US CDO volumes have continued to grow, despite the jump up in high-yield default rate from 6.3% to 8.9%.

There may be lessons to learn, but volumes will continue to grow: S&P

A press release of 9th Jan by S&P says that despite all problems and all critique, there might be lessons to learn, but the CDO volumes in 2002 will continue to rise. Transactions originated in 2002 will continue to incorporate structural innovations and mechanisms to further protect investors from pronounced credit deterioration within the portfolios.

Specifically, lessons learned from earlier-vintage CDOs include the need for longer warehouse facilities, less aggressive equity assumptions, and longer ramp-up periods for managers to accumulate collateral post closing. But chief among the observations made is the need to prevent excess spread from leaving a transaction upon early signs of credit deterioration.

Links: For more on CDOs, see our page here.

Japanese securitisation may grow 40% in 2002: S&P

Inspite of a falling economy, Japanese securitisation volume may grow 40% in year 2002, as regulatory pressure will continue to force banks to reduce their balance sheet risks. Total issuance in 2001 was estimated at JPY3.2 trillion.

S&P expects that if 2002 proves to be a repeat of 1998 and 1999 when a banking crisis forced companies to look to the securitization market as a source of funds, issuance may reach JPY5 trillion.

Growth will likely be focused on bank repackagings of loans to create cash and synthetic CDOs. Bank CLOs may increase due to regulatory pressures on banks who may look at these as a means of balance sheet management, and risk management in the form of credit default swap transactions. In addition, issuance in 2002 will also include its share of debt backed by real estate assets and securitization of various loans in the consumer finance sector.

Consumer finance securitization was the highlight of 2001 as finance companies found it to be a very effective means of funding. Consumer finance securitization accounted for about 17% of total ABS issuance in 2001, compared with less than 3% in 2000.

In MBS segment, there has been substantial CMBS activity fired by real estate portfolios of failed insurance companies, notably Chiyoda Life and Daihakyu Life. In year 2002, there may be lot of non-performing real estate loans being securitised. The work of Japan's Resolution and Collection Corp. to liquefy some of the defaulted real estate assets it has purchased from Japanese banks, as well as balance sheet management by some financial institutions, will contribute to the increase in NPL securitizations. Meanwhile, some of the repositioned real estate assets from the insolvent insurance portfolios will be purchased by sponsors of the newly formed J-REITs as they seek to amass their real estate portfolios.

Links For more on securitization in Japan, see our country page here.

Mexican securitisation grows 290% in 2001, to maintain growth over 2002: S&P

According to a S&P press release of 9th Jan, llow interest rates and legislative measures should assist Mexico's domestic securitization market to grow over year 2002. Year 2001 was a record year in terms of volume, with 290% spike over 2000.

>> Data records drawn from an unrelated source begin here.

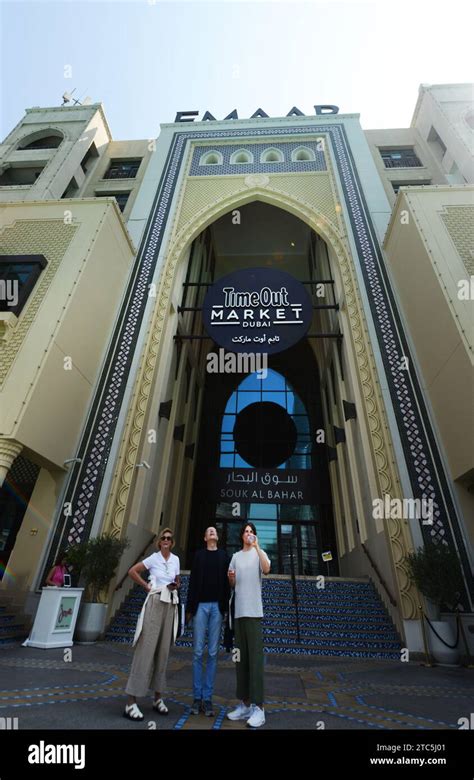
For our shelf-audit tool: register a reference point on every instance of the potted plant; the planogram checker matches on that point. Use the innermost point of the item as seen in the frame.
(95, 563)
(436, 572)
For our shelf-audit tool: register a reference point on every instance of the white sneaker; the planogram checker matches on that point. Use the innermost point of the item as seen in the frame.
(257, 717)
(241, 712)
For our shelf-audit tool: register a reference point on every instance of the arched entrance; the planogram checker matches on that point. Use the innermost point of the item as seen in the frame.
(276, 422)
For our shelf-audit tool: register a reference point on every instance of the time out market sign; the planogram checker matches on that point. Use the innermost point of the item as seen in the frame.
(257, 310)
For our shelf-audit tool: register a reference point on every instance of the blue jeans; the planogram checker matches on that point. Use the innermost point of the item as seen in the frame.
(208, 619)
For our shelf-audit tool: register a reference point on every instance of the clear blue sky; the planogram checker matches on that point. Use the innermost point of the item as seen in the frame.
(147, 59)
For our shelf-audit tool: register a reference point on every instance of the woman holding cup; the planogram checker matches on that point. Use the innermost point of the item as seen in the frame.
(245, 575)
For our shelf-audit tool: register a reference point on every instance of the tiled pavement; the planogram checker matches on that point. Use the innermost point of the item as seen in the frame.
(44, 691)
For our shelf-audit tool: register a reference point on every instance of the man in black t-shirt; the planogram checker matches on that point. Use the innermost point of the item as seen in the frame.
(208, 598)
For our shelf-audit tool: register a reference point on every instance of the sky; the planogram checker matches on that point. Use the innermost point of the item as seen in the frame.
(147, 59)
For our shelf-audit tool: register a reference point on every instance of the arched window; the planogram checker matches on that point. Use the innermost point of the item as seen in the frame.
(469, 119)
(211, 158)
(46, 139)
(241, 157)
(272, 155)
(302, 154)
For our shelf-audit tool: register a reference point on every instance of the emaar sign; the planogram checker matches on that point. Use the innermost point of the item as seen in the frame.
(189, 116)
(257, 310)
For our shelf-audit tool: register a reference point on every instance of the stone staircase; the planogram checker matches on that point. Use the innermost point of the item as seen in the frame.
(346, 618)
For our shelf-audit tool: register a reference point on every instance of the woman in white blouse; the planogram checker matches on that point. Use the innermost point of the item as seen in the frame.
(156, 626)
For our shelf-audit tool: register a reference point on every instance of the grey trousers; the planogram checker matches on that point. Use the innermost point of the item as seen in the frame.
(148, 670)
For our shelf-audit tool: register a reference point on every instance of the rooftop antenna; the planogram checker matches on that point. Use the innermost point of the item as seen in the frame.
(67, 98)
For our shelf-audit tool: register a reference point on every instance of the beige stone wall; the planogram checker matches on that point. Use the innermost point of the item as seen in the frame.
(446, 112)
(32, 538)
(425, 245)
(81, 126)
(69, 315)
(118, 150)
(404, 137)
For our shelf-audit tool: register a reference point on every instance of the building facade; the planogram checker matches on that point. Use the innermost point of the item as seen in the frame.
(113, 422)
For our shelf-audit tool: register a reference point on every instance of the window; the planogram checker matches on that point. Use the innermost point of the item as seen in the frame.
(16, 175)
(400, 158)
(397, 184)
(241, 157)
(469, 119)
(47, 140)
(120, 197)
(303, 154)
(71, 190)
(211, 158)
(89, 158)
(274, 389)
(123, 169)
(272, 155)
(18, 276)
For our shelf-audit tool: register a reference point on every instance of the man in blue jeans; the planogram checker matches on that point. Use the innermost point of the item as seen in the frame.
(208, 598)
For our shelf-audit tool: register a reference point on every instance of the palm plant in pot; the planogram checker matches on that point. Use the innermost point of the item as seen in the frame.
(436, 572)
(94, 563)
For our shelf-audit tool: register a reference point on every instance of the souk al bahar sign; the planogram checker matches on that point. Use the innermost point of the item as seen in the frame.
(282, 486)
(257, 310)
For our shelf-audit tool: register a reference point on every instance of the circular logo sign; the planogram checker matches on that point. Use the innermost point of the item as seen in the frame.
(257, 310)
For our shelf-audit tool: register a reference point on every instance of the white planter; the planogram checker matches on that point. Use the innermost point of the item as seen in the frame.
(441, 653)
(91, 623)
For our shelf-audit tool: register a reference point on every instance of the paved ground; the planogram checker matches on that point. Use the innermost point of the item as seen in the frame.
(44, 691)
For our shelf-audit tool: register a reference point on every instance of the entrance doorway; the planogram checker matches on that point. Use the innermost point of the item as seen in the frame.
(266, 423)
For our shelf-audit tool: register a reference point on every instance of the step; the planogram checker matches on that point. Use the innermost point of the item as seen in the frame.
(294, 649)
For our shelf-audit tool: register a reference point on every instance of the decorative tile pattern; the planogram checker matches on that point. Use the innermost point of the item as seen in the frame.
(426, 471)
(349, 631)
(287, 166)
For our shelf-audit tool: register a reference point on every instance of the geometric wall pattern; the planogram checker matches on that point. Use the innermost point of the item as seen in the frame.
(426, 471)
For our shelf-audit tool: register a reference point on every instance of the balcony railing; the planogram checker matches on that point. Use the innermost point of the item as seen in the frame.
(408, 161)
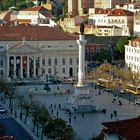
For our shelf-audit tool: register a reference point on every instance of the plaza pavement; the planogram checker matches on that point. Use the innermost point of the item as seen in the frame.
(90, 124)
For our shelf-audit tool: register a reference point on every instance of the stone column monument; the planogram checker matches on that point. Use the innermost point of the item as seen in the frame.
(81, 101)
(81, 85)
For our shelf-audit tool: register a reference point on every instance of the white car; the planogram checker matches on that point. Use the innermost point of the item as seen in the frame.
(137, 101)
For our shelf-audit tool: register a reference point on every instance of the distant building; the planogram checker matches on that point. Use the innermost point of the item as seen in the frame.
(37, 51)
(137, 24)
(37, 15)
(113, 17)
(108, 3)
(132, 55)
(122, 129)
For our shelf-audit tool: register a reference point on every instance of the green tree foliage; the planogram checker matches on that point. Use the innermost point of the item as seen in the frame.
(20, 4)
(65, 8)
(58, 129)
(103, 55)
(123, 41)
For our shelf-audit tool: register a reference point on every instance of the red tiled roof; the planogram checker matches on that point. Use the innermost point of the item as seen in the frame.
(120, 12)
(35, 8)
(114, 12)
(40, 33)
(24, 20)
(136, 40)
(129, 129)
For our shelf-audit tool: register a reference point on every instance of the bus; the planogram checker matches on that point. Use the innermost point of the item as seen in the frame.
(104, 83)
(133, 89)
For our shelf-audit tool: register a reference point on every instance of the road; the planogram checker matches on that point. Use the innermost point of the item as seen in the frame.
(91, 122)
(12, 127)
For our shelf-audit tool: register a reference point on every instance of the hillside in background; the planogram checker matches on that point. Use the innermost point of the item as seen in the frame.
(20, 4)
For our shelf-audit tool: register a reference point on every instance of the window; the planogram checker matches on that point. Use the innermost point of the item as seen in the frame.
(43, 62)
(1, 72)
(43, 71)
(70, 61)
(55, 61)
(63, 70)
(49, 61)
(1, 63)
(77, 61)
(63, 61)
(70, 46)
(49, 46)
(49, 70)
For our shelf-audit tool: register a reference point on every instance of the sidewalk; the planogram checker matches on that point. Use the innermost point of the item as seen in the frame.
(83, 126)
(27, 126)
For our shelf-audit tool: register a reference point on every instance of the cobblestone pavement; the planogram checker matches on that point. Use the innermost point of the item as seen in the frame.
(90, 124)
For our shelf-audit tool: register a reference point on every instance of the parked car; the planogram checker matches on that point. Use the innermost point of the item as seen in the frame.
(137, 101)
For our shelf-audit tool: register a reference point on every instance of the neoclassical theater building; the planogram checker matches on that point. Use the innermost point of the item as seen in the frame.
(37, 51)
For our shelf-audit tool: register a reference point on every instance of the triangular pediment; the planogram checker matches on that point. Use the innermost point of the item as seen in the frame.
(23, 48)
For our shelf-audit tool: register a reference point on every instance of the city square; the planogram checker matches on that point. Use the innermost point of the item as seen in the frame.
(91, 123)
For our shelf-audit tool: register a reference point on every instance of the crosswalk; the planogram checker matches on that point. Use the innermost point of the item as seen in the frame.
(5, 116)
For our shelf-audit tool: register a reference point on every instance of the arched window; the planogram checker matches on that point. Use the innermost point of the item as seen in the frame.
(55, 61)
(49, 61)
(63, 61)
(43, 62)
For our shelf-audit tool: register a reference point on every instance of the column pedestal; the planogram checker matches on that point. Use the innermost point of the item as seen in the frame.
(21, 67)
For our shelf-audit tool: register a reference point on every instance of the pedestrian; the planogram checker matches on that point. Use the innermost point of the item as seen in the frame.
(74, 110)
(20, 115)
(69, 120)
(82, 115)
(57, 113)
(15, 114)
(55, 105)
(70, 114)
(111, 116)
(74, 118)
(52, 111)
(11, 110)
(115, 113)
(59, 106)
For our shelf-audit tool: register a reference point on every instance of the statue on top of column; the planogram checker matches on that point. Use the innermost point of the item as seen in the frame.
(82, 26)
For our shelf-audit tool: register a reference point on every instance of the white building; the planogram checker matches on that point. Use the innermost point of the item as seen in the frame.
(37, 15)
(36, 51)
(132, 55)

For year 2002, the rating agency expects securitizations within a diversified pool of asset types, including federal tax participation flows, partial credit guarantee, construction bridge loans, and mortgages, as well as commercial real estate. As far as tax participation flows are concerned, recent legislation has allowed Mexican states and cities to securitize their federal tax participation flows through bond offerings.

The low-income housing industry is another sector that will continue to be an active issuer of structured finance debt in 2002. Both construction companies and mortgage banks ("Sofoles") have made great efforts to start addressing Mexico's estimated 6-million-unit housing deficit, and the need for additional funds is becoming more pressing. To overcome this need, issuers will continue securitizing construction bridge loans such as the one issued by Corporacion GEO, as well as other bridge financing like Hipotecaria Su Casita's issuance, until they have generated enough assets to make mortgage securitization feasible.

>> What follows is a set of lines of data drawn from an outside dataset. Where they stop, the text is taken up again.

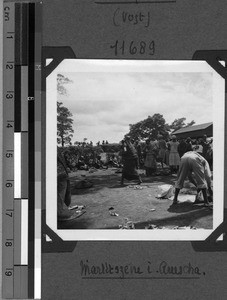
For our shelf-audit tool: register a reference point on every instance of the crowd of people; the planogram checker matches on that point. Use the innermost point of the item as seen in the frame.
(184, 157)
(169, 152)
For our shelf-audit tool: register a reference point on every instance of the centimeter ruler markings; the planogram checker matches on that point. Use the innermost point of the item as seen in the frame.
(8, 151)
(22, 151)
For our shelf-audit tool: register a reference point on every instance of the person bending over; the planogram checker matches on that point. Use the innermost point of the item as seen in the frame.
(193, 162)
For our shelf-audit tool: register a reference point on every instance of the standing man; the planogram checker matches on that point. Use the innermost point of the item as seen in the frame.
(193, 162)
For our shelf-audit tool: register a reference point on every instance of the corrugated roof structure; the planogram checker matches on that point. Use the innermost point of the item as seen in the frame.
(195, 131)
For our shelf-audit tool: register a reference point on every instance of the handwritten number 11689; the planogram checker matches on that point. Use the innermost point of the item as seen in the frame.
(133, 48)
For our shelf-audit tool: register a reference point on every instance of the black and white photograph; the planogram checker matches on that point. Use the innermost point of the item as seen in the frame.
(134, 145)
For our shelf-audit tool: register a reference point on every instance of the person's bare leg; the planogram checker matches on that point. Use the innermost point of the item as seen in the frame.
(204, 191)
(175, 201)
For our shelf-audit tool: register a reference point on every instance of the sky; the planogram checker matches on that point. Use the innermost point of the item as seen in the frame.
(104, 104)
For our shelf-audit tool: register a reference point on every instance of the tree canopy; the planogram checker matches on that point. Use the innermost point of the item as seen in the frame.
(152, 127)
(64, 125)
(180, 123)
(64, 116)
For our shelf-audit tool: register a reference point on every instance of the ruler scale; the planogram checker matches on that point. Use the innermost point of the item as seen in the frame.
(31, 140)
(8, 152)
(21, 206)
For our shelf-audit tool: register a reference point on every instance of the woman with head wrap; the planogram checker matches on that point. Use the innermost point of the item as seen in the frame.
(151, 152)
(130, 162)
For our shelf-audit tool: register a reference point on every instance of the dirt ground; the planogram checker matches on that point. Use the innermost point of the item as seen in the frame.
(131, 202)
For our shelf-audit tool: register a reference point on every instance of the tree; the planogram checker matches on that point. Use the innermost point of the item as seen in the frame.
(180, 123)
(151, 127)
(64, 124)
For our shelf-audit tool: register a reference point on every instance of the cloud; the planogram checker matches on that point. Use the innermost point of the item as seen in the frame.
(104, 104)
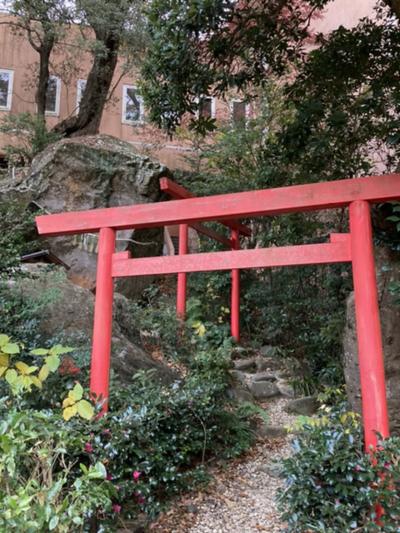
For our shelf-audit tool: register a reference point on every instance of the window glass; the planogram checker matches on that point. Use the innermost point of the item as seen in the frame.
(133, 105)
(238, 112)
(5, 89)
(53, 95)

In addition, the creation in October 2001 of Mexico's federal mortgage bank will foster the development of primary and secondary mortgage markets in Mexico during 2002 and in the years to come.

Driven by Mexico's macroeconomic conditions, the dynamics of the commercial real-estate market are bound to change. Transactions that have typically been financed by private investments will most likely begin to be financed by debt issuances as market interest rates continue to be a competitive alternative for developers and construction companies. Therefore, commercial real-estate securitization will develop in the short term. It is very likely that these issuances will find an appetite among institutional investors who require instruments with tenors similar to the ones of traditional commercial real-estate securities.

Links For more on securitization in Mexico, see our country page here.

Spanish securitisation grows 52%

Securitisation volume in Spain in year 2001 added up to Euros 17.673 billion, which is 52 per cent higher than the volume last year. This data was published by AIAF, the Spanish association of financial asset brokers.

According to the trade body, this year has been one of the best for the sector, which has seen the volume of issues increase more than fourfold since 1998, when this stood at Euros 3.96 billion. Securitisation has benefited from not being closely linked to stock markets and from its attractiveness to companies. Thus, difficulties in the equity market have not percolated down to the ABS markets.

In terms of composition, of the total securitised asset issues this year, 5.112bn euros correspond to securitised mortgage bonds; 6.684bn euros to other securitised assets and 5.876bn euros to securitised bonds. The securitisatio activity has benefited from a new law which allows assets other than mortgages to be securitised, which has opened up the sector to institutions other than financial ones.

Links For more on securitisation in Spain, see our country page here.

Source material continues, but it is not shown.